The res­o­lu­tion on com­bat­ing the smug­gling of cul­tural items un­der­lines that los­ing cul­tural items to smug­gling is a threat to the rich­ness of Asian cul­tural her­itage and, there­fore, calls for a na­tional strat­egy and a le­gal frame­work to com­bat it. The res­o­lu­tion also calls for the rat­i­fi­ca­tion of the In­ter­na­tional Con­ven­tion for the Safe­guard­ing of World Nat­u­ral and Cul­tural Her­itage and the In­ter­na­tional Con­ven­tion for the Safe­guard­ing of the In­tan­gi­ble Cul­tural Her­itage.

The res­o­lu­tion on il­licit drug traf­fick­ing un­der­lines the neg­a­tive im­pact of drug traf­fick­ing on health, safety, pub­lic or­der, gover­nance, eco­nomic devel­op­ment and so­cial health.
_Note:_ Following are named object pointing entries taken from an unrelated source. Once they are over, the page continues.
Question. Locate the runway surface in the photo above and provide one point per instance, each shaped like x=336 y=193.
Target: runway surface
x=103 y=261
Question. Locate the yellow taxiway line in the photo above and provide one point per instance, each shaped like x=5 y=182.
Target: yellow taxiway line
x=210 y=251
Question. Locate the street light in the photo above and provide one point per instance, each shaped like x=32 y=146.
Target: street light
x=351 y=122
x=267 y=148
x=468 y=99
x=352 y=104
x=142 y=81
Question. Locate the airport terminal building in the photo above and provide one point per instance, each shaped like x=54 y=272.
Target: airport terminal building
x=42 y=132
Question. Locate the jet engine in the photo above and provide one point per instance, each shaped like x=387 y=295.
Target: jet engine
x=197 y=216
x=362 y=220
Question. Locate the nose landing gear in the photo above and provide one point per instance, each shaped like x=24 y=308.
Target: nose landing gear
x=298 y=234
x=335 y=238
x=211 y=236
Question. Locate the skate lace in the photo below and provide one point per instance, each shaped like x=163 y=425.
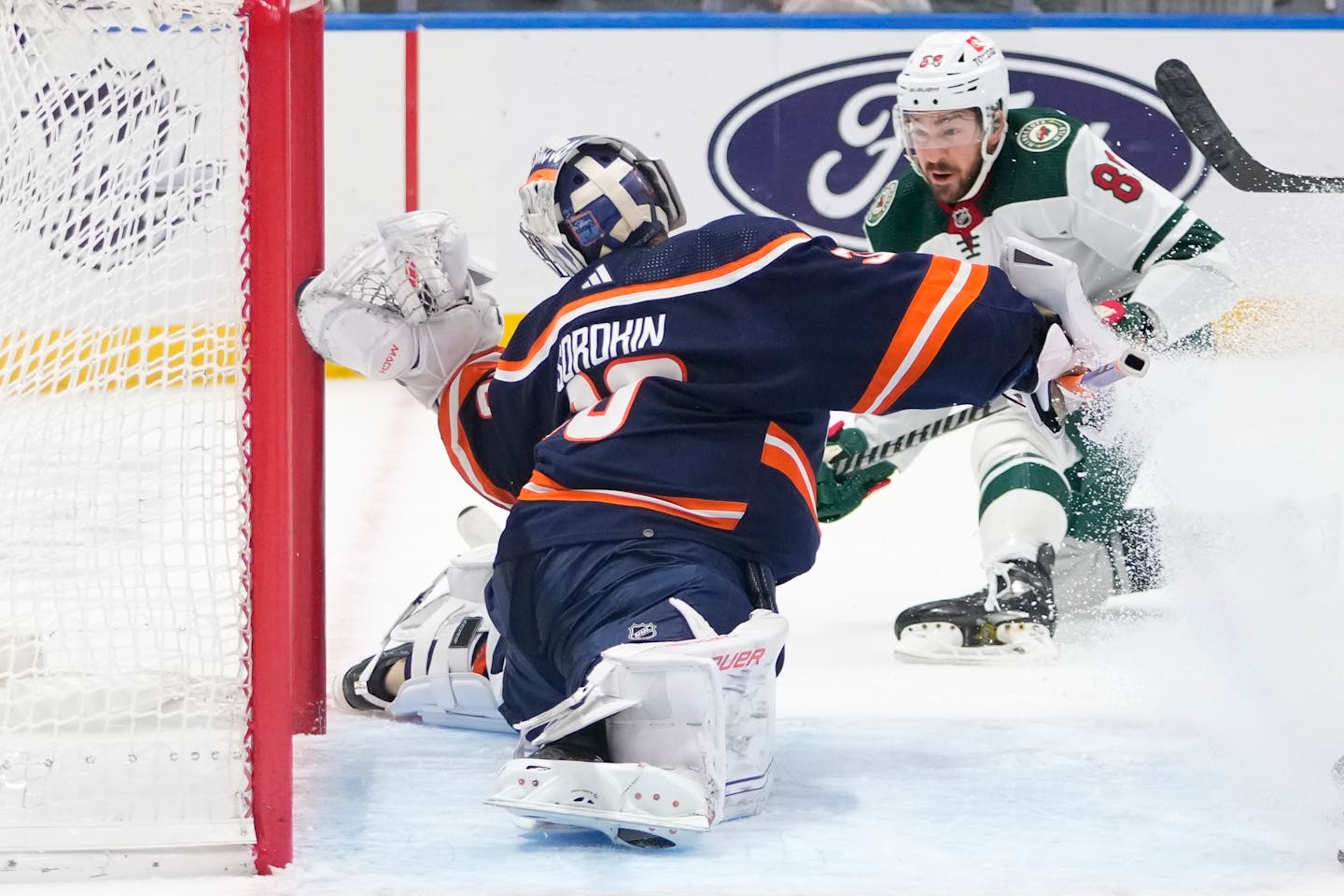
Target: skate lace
x=1005 y=581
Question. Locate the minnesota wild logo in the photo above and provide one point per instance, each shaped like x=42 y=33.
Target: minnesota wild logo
x=1041 y=134
x=878 y=210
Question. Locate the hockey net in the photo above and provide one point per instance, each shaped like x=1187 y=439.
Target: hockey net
x=129 y=663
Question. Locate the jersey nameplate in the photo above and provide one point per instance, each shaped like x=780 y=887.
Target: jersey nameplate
x=1041 y=134
x=878 y=210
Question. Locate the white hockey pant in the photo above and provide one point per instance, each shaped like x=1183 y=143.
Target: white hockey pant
x=443 y=629
x=703 y=708
x=1022 y=486
x=1022 y=483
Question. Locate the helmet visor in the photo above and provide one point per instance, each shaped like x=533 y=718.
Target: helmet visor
x=941 y=129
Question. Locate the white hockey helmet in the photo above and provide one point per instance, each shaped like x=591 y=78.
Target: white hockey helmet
x=590 y=195
x=955 y=70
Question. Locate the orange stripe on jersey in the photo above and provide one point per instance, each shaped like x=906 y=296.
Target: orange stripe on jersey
x=645 y=292
x=947 y=289
x=717 y=514
x=781 y=452
x=976 y=282
x=455 y=438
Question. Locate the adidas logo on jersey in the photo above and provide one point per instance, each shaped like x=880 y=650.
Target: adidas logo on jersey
x=597 y=277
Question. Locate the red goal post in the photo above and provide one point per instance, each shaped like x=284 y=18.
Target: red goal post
x=161 y=431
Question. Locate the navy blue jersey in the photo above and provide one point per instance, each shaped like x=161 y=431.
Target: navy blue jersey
x=683 y=390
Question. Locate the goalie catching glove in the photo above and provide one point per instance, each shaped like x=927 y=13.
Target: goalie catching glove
x=405 y=303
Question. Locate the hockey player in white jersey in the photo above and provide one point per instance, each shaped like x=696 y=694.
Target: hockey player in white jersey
x=1053 y=519
x=656 y=448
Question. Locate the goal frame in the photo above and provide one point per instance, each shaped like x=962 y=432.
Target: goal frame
x=286 y=246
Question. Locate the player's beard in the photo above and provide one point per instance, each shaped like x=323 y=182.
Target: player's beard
x=947 y=191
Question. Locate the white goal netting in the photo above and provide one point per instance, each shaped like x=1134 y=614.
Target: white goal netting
x=122 y=427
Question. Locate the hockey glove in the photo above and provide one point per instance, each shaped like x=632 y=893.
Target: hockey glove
x=840 y=495
x=405 y=303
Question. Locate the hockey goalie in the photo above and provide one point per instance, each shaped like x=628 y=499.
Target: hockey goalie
x=655 y=428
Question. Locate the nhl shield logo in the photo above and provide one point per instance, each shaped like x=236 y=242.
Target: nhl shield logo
x=1041 y=134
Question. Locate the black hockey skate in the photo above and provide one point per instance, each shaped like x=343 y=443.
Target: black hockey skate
x=370 y=693
x=1016 y=621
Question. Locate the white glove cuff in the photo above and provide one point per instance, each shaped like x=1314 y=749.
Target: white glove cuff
x=369 y=340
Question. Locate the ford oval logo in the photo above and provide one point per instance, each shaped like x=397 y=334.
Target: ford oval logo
x=819 y=146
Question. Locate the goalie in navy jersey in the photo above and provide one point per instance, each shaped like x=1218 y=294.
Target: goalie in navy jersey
x=655 y=428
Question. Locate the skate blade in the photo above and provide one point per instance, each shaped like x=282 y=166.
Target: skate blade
x=623 y=829
x=919 y=651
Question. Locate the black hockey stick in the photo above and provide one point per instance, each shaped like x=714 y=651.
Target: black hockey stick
x=843 y=465
x=1195 y=115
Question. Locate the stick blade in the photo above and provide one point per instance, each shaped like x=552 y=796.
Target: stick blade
x=1204 y=128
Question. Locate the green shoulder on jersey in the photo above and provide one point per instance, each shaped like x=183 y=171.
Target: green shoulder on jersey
x=1031 y=165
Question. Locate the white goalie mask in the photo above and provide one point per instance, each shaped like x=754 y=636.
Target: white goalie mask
x=949 y=72
x=590 y=195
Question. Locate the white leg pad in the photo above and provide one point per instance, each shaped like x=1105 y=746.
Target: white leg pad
x=443 y=629
x=702 y=708
x=607 y=797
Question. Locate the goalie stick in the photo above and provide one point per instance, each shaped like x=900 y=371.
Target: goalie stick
x=1132 y=363
x=1195 y=115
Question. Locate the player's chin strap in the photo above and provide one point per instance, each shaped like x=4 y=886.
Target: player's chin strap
x=1080 y=354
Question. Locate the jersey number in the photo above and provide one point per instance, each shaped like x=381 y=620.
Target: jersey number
x=623 y=379
x=1115 y=182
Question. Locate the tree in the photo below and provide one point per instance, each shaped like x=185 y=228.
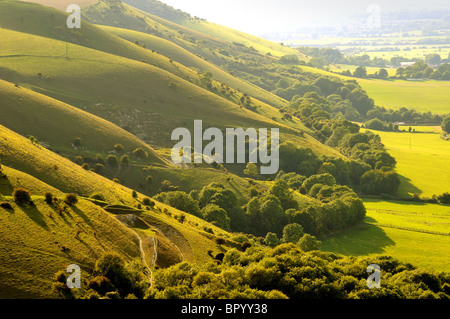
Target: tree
x=118 y=148
x=214 y=214
x=281 y=190
x=308 y=243
x=360 y=72
x=111 y=160
x=271 y=239
x=446 y=124
x=292 y=233
x=22 y=196
x=433 y=59
x=251 y=170
x=125 y=160
x=99 y=168
x=325 y=179
x=71 y=199
x=112 y=266
x=140 y=153
x=180 y=200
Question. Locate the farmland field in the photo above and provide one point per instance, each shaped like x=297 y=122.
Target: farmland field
x=413 y=232
x=419 y=156
x=423 y=96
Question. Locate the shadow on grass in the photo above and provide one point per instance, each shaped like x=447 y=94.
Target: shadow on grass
x=361 y=240
x=35 y=215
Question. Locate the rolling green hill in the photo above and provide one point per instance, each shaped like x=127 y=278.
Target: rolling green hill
x=156 y=8
x=78 y=233
x=33 y=114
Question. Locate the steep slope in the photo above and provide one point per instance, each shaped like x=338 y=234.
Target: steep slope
x=157 y=8
x=57 y=124
x=110 y=84
x=186 y=58
x=41 y=239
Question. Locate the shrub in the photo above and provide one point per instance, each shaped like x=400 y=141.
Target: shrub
x=140 y=153
x=22 y=196
x=71 y=199
x=125 y=160
x=101 y=284
x=111 y=160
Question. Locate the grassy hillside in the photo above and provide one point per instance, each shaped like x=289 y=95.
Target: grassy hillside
x=38 y=240
x=186 y=58
x=161 y=10
x=423 y=96
x=419 y=156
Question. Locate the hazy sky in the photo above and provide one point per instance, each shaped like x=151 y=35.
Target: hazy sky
x=259 y=16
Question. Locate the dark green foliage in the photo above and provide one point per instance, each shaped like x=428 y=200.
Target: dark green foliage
x=377 y=182
x=125 y=160
x=292 y=233
x=216 y=215
x=140 y=153
x=98 y=196
x=288 y=271
x=111 y=161
x=308 y=243
x=179 y=200
x=21 y=196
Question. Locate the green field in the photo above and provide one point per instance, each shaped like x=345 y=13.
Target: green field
x=412 y=232
x=422 y=162
x=423 y=96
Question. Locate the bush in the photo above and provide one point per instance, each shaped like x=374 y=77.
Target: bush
x=5 y=205
x=98 y=196
x=71 y=199
x=140 y=153
x=111 y=160
x=101 y=284
x=22 y=196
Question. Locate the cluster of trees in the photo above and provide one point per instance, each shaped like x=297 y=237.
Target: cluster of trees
x=287 y=271
x=368 y=160
x=112 y=278
x=270 y=211
x=100 y=164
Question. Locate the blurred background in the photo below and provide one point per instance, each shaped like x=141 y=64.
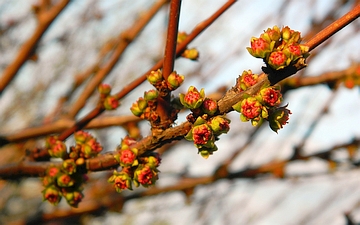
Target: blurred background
x=324 y=125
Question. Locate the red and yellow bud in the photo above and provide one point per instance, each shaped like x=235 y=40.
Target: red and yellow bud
x=52 y=195
x=278 y=118
x=193 y=98
x=65 y=180
x=155 y=77
x=175 y=80
x=73 y=198
x=138 y=107
x=145 y=175
x=219 y=125
x=121 y=180
x=127 y=157
x=151 y=95
x=111 y=102
x=69 y=166
x=270 y=96
x=209 y=106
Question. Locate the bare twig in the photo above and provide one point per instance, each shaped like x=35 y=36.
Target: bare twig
x=45 y=18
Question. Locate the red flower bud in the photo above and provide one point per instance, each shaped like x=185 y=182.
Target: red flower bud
x=246 y=80
x=65 y=180
x=271 y=96
x=127 y=157
x=175 y=80
x=202 y=134
x=250 y=108
x=58 y=150
x=52 y=195
x=121 y=180
x=155 y=77
x=111 y=102
x=278 y=60
x=73 y=198
x=193 y=98
x=69 y=166
x=260 y=48
x=145 y=175
x=209 y=106
x=278 y=118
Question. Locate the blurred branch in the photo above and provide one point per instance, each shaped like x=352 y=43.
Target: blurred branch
x=125 y=39
x=62 y=124
x=333 y=28
x=45 y=14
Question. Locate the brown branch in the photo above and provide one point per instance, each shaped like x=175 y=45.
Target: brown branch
x=334 y=27
x=45 y=18
x=150 y=143
x=63 y=124
x=125 y=39
x=179 y=49
x=170 y=49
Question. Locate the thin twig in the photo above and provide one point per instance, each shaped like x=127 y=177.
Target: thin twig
x=45 y=18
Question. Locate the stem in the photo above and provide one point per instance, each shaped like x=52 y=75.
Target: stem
x=45 y=18
x=333 y=28
x=171 y=40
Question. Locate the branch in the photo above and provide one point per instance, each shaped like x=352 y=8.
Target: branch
x=45 y=18
x=125 y=39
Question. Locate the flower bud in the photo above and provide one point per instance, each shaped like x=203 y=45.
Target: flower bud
x=69 y=166
x=219 y=125
x=52 y=195
x=127 y=157
x=175 y=80
x=104 y=89
x=127 y=142
x=273 y=34
x=209 y=106
x=246 y=80
x=121 y=180
x=58 y=150
x=151 y=95
x=145 y=176
x=65 y=180
x=202 y=134
x=139 y=107
x=82 y=136
x=278 y=60
x=278 y=118
x=260 y=48
x=111 y=102
x=73 y=198
x=271 y=96
x=193 y=98
x=155 y=77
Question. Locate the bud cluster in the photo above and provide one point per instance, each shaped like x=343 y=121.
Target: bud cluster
x=137 y=170
x=145 y=107
x=278 y=48
x=66 y=181
x=63 y=182
x=173 y=81
x=263 y=105
x=110 y=102
x=206 y=131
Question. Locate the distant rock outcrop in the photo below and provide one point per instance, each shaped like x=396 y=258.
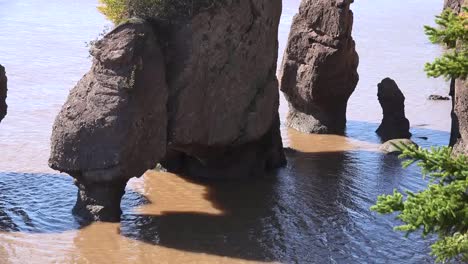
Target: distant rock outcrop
x=199 y=95
x=3 y=92
x=319 y=71
x=394 y=123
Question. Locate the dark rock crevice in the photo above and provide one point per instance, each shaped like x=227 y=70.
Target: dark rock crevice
x=184 y=93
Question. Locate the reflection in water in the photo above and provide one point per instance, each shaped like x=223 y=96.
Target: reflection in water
x=316 y=210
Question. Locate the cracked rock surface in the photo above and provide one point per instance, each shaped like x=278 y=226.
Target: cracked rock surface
x=199 y=95
x=319 y=70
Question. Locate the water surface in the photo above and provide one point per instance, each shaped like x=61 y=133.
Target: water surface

It calls for a re­view of rel­e­vant leg­is­la­tion, ex­change of in­for­ma­tion and best prac­tices, and en­list­ing civil so­ci­ety as part­ners of par­lia­ments.

The next pro­posed res­o­lu­tion which was pro­posed by Rus­sia about the Hu­man­i­tar­ian Aid to Syria, Iraq, Ye­men, and Myan­mar on the Verge of Hu­man­i­tar­ian Catas­tro­phe was also adopted anony­mously by the par­lia­ments.

This res­o­lu­tion un­der­lines the ur­gent need to ex­tend hu­man­i­tar­ian aid to coun­tries fac­ing a hu­man­i­tar­ian cri­sis such as Syria, Iraq, Ye­men, and Myan­mar.

Mean­while, the ten res­o­lu­tions of the Stand­ing Com­mit­tee will be sub­mit­ted to the Ex­ec­u­tive Coun­cil of the APA and fur­ther to the 10th Ple­nary for the fi­nal adop­tion.

While more than 100 par­lia­men­tar­i­ans from 21 coun­tries, in­clud­ing 12 par­lia­men­tar­i­ans from Bhutan at­tended the APA com­mit­tee meet­ing and the next APA com­mit­tee meet­ing will be held in Cam­bo­dia.

The Asian Par­lia­ment As­sem­bly was born in 2006 at the sev­enth ses­sion of the As­so­ci­a­tion of the Asian Par­lia­men­tary for Peace (AAPP). There are 42 Mem­ber coun­tries, 16 Ob­servers for APA.